5. Modelling with Geometric Series

In your exam, you might see "real-world" questions. These are usually about money or growth.

Analogy: Compound Interest
If you put £1000 in a bank with 5% interest, next year you have \(1000 \times 1.05\). The year after, you have \((1000 \times 1.05) \times 1.05\).
This is a geometric sequence where \(a = 1000\) and \(r = 1.05\).

Important Tip for Modelling: Read carefully to see if the first term starts at Year 0 or Year 1. This affects whether your power is \(n\) or \(n-1\).
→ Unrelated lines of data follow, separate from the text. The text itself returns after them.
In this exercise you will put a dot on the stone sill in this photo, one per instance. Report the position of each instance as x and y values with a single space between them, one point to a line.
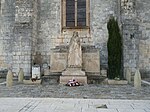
117 82
31 82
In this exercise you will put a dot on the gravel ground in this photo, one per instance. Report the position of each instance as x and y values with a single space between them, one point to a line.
87 91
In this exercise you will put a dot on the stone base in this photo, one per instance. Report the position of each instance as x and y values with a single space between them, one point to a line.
74 72
117 82
65 78
30 82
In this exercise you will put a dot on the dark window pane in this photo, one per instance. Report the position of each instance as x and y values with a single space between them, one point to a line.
81 13
70 13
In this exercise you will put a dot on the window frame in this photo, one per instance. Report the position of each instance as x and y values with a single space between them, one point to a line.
63 16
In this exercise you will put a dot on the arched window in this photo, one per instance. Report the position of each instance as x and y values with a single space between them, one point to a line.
75 13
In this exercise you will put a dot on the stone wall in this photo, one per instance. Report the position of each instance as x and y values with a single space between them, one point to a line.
7 18
100 11
33 27
143 19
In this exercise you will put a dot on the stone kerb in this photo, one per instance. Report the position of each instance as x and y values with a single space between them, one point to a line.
9 79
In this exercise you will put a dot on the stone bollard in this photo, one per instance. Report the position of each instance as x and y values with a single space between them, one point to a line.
9 79
20 75
137 80
128 75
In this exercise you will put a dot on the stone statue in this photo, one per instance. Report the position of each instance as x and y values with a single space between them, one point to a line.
75 53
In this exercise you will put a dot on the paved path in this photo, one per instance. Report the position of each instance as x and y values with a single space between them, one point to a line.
72 105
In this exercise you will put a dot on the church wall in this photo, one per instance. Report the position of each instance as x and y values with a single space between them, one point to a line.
49 27
143 18
7 11
100 11
51 33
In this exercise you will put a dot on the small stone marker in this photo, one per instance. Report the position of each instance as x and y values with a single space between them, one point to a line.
137 80
9 79
128 75
20 75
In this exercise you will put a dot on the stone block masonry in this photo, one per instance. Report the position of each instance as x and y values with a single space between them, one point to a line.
30 26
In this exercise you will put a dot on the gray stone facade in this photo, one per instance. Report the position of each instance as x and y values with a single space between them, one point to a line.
33 27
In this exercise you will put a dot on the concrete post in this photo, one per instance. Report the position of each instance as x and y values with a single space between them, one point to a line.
9 79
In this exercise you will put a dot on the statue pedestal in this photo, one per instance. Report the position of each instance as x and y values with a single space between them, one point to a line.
75 73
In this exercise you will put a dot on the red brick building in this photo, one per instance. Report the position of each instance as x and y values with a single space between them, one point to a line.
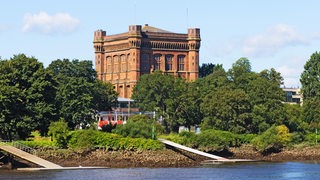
122 58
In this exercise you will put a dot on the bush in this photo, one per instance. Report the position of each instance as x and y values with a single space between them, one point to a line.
215 140
273 139
245 138
85 140
40 144
138 126
59 132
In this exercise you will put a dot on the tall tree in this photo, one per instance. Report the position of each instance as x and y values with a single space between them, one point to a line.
79 94
26 97
205 69
310 77
310 81
226 109
162 93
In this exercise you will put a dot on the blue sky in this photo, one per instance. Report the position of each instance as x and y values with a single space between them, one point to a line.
271 34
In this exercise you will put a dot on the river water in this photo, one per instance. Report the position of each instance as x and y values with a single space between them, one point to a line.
256 170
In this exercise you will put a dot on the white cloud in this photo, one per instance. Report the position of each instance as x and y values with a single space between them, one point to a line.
3 28
290 75
271 41
50 24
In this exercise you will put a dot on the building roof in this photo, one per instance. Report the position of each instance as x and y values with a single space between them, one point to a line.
147 28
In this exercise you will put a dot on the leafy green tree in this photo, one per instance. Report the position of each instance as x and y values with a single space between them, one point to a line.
310 78
205 69
218 78
27 93
240 73
79 94
272 140
266 98
311 113
138 126
58 130
161 93
188 106
227 109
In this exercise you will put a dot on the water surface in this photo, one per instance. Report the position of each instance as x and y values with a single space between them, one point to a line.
256 170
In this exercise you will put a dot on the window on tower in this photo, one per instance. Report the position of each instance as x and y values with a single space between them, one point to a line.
145 63
169 62
180 63
157 61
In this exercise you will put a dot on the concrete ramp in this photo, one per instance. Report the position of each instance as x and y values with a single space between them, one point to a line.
29 157
173 144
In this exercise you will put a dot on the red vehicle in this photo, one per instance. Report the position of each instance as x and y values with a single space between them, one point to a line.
112 118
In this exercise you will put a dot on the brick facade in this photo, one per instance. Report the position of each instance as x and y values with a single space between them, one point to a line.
122 58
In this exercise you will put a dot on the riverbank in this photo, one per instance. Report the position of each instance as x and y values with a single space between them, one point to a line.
170 157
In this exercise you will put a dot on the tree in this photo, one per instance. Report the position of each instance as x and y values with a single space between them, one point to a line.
27 93
227 109
205 69
79 94
58 130
138 126
272 140
310 78
161 93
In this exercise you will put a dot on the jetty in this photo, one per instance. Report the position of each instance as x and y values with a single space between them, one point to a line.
17 149
214 159
29 154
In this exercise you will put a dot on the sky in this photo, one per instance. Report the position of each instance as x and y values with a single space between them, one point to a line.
271 34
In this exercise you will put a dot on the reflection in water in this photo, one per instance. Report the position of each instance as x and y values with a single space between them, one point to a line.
261 170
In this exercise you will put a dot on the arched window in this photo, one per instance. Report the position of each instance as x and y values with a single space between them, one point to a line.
157 61
116 64
169 62
180 63
144 64
123 63
109 64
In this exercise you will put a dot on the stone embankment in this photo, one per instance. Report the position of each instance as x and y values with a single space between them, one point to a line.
173 158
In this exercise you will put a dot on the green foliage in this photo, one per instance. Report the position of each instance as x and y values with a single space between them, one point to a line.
138 126
215 140
310 78
163 93
85 140
208 140
272 140
226 109
205 69
59 131
79 94
40 144
27 93
311 112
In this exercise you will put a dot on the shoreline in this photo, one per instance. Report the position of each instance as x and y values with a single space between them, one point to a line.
165 158
176 158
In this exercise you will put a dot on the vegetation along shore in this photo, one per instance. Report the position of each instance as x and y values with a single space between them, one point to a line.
241 114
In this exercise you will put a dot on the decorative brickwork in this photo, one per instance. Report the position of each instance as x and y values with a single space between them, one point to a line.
122 58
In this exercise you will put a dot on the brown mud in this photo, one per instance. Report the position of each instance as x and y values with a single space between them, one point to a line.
165 158
175 158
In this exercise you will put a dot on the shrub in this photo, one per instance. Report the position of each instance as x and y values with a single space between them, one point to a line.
273 139
59 132
85 140
215 140
245 138
138 126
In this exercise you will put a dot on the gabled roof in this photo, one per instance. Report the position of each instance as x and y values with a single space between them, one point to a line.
148 28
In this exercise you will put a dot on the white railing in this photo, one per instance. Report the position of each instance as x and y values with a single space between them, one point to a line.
19 146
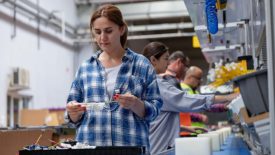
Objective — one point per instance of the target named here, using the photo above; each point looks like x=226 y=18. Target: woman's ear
x=122 y=30
x=153 y=60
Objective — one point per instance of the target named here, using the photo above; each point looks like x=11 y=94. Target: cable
x=211 y=16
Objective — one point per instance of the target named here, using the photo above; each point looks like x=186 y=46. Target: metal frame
x=270 y=35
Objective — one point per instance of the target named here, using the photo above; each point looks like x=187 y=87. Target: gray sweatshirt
x=165 y=128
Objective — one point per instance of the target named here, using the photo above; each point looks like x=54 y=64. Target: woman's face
x=161 y=63
x=107 y=34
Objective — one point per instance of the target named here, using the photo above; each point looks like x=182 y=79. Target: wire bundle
x=211 y=16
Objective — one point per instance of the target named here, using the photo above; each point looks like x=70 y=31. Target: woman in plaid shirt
x=114 y=95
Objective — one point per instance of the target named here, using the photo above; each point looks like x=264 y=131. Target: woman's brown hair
x=113 y=14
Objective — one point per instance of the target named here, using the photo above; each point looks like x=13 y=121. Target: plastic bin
x=111 y=150
x=254 y=90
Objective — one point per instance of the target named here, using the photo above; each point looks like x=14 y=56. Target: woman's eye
x=108 y=31
x=97 y=32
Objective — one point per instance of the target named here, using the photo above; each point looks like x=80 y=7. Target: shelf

Drawing a quick timeline for the first 3 terms often clears up the confusion!

Chapter Summary

• Geometric Sequence: Multiply by \(r\) every time.
• \(n\)th term: \(u_n = ar^{n-1}\).
• Sum of \(n\) terms: \(S_n = \frac{a(1-r^n)}{1-r}\).
• Sum to infinity: \(S_\infty = \frac{a}{1-r}\), provided that \(|r| < 1\).
• Modelling: Use these tools to solve problems involving percentages, population, and finance.